Betty Davis, the funk singer and ex-wife of Miles Davis, has died. She was 77.
Davis' death was confirmed Wednesday by Rolling Stone, which cited her close friend Danielle Maggio. She reportedly died from natural causes.
Davis was active from the mid-1960s into the 1970s with singles like "Get Ready for Betty," and she released her debut album, Betty Davis, in 1973. She followed it up with the 1974 album They Say I'm Different and a third album, Nasty Gal, in 1975. The music wasn't commercially successful at the time, but she "left an underappreciated yet trailblazing body of work," Rolling Stone wrote in its obituary, noting Davis particularly earned a "cult following for her sexuality-laden lyrics." She was also married to Miles Davis for a year and appeared on the cover of his album Filles de Kilimanjaro.
Davis had mostly stepped back from public life in recent years, but she gave a few interviews in 2018 to promote a documentary about her, Betty: They Say I'm Different. "I didn't just fade off the planet," she told The Washington Post. "I just started living a quiet life back here. I just decided that period of my life had changed." Speaking to The New York Times, she said she "never considered myself a great singer," but "I could connect with the ambience of a song." She released her first new song in decades, "A Little Bit Hot Tonight," in 2019.

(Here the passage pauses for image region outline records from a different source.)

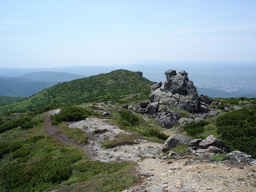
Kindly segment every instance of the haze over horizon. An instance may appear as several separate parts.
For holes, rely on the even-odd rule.
[[[256,8],[250,0],[0,0],[0,67],[256,62]]]

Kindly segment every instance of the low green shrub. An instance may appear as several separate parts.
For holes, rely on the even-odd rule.
[[[229,157],[229,156],[227,154],[218,153],[217,154],[213,154],[211,155],[210,160],[216,161],[222,161],[228,158]]]
[[[225,109],[225,107],[224,107],[224,105],[220,104],[219,105],[217,105],[217,108],[221,110],[224,110]]]
[[[151,128],[148,126],[137,126],[135,127],[134,128],[137,130],[139,133],[147,137],[154,137],[165,141],[169,137],[168,136],[161,133],[159,130]]]
[[[256,158],[256,109],[244,108],[219,117],[217,133],[232,150]]]
[[[93,133],[95,134],[101,134],[106,133],[107,131],[108,131],[108,130],[107,129],[96,129],[93,131]]]
[[[188,135],[193,136],[203,132],[205,130],[204,127],[209,124],[210,122],[205,120],[201,120],[198,122],[192,121],[185,125],[183,128]]]
[[[131,111],[125,109],[122,110],[117,116],[119,123],[122,126],[136,125],[139,121],[139,118]]]
[[[117,138],[117,139],[110,140],[102,144],[101,147],[105,149],[110,149],[118,145],[132,145],[135,143],[134,140],[137,139],[133,136],[125,135],[119,135]]]
[[[84,120],[89,116],[98,115],[88,107],[66,106],[62,107],[60,113],[51,116],[53,125],[64,121],[76,121]]]
[[[171,151],[174,151],[177,152],[179,155],[182,156],[186,152],[188,152],[188,148],[190,147],[188,144],[179,145],[175,147],[171,148],[169,151],[165,152],[165,154],[167,155]]]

In his 1989 autobiography, Miles Davis wrote that "if Betty were singing today, she'd be something like Madonna; something like Prince, only as a woman," per the Post. "She was the beginning of all that when she was singing as Betty Davis. She was ahead of her time." Indeed, writer Hanif Abdurraqib reflected Wednesday that the "reach of her influence & sonic lineage is immense," so much so that "you've heard her, even if you think you've never heard her."